12:00 – 12:45 pm | ”The Transition from Dao Learning to Literary Learning"
[hybrid presentation; zoom link provided after registration]
Literary hermeneutics is one of the topical issues among current Chinese literature scholars in China. This talk will introduce that literary hermeneutics can be an alternative perspective on the relationship between Confucian canons and literary composition. “Transition from Dao learning to literary learning” is an observed result from this perspective, which initially involves that Neo-Confucian scholars turned their interest in literary composition under Mongol rule. Because of the increasingly competitive civil service examinations and limited official positions, Confucian elites had to focus on prose writing, give up the paths to officialdom or devote themselves to other fields, such as poetry. This phenomenon started in the late southern Song and became obvious in Yuan-Ming China, together with the inheritance and spread of Neo-Confucianism. With the decline of state power in the middle Ming, literary learning became one significant intellectual resource for Confucian elites to challenge or revise the Cheng-Zhu orthodoxy. This also paved the way for the boom of literary composition in the late Ming.

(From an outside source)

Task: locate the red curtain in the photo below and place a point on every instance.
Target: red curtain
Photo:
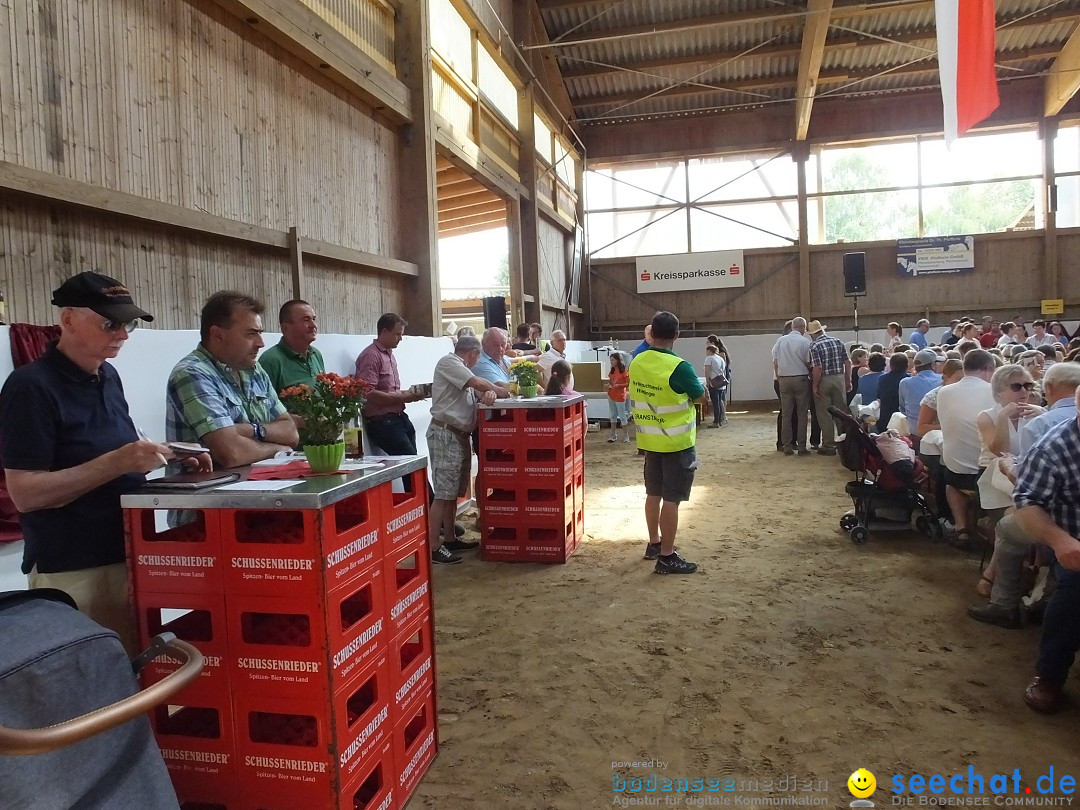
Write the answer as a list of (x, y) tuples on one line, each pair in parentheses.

Ting Cheng is a PhD candidate in the Department of Chinese Language and Literature, Beijing Normal University. His interests include hermeneutics, ancient Chinese poetics, intellectual history and new cultural history in ancient China. His research primarily revolves around the construction of literary hermeneutics through ancient Chinese thought.
12:45 – 1:30 pm
"The proposal and development process of China's HRD strategy"
[in person presentation only]
From the perspective of human resource development (HRD), this presentation argues that the Chinese government’s HRD strategy has transformed China, a country with a large population, from a poor and backward country to the second largest economy in the world. The main reasons for China's implementation of HRD strategy lie in the era of knowledge economy, China's large population, the inspiration of foreign experience, and the influence of the road to peaceful rise. The HRD strategy has been developed through three Central conferences on talent-related work.
Man Zhang is Associate Professor in the Department of Human Resource Management at Beijing Information Science and Technology University in China and Director of Evaluation Branch of China Human Resource Development Research Association. Her research interests include human resource development, talent evaluation, and engineering ethics.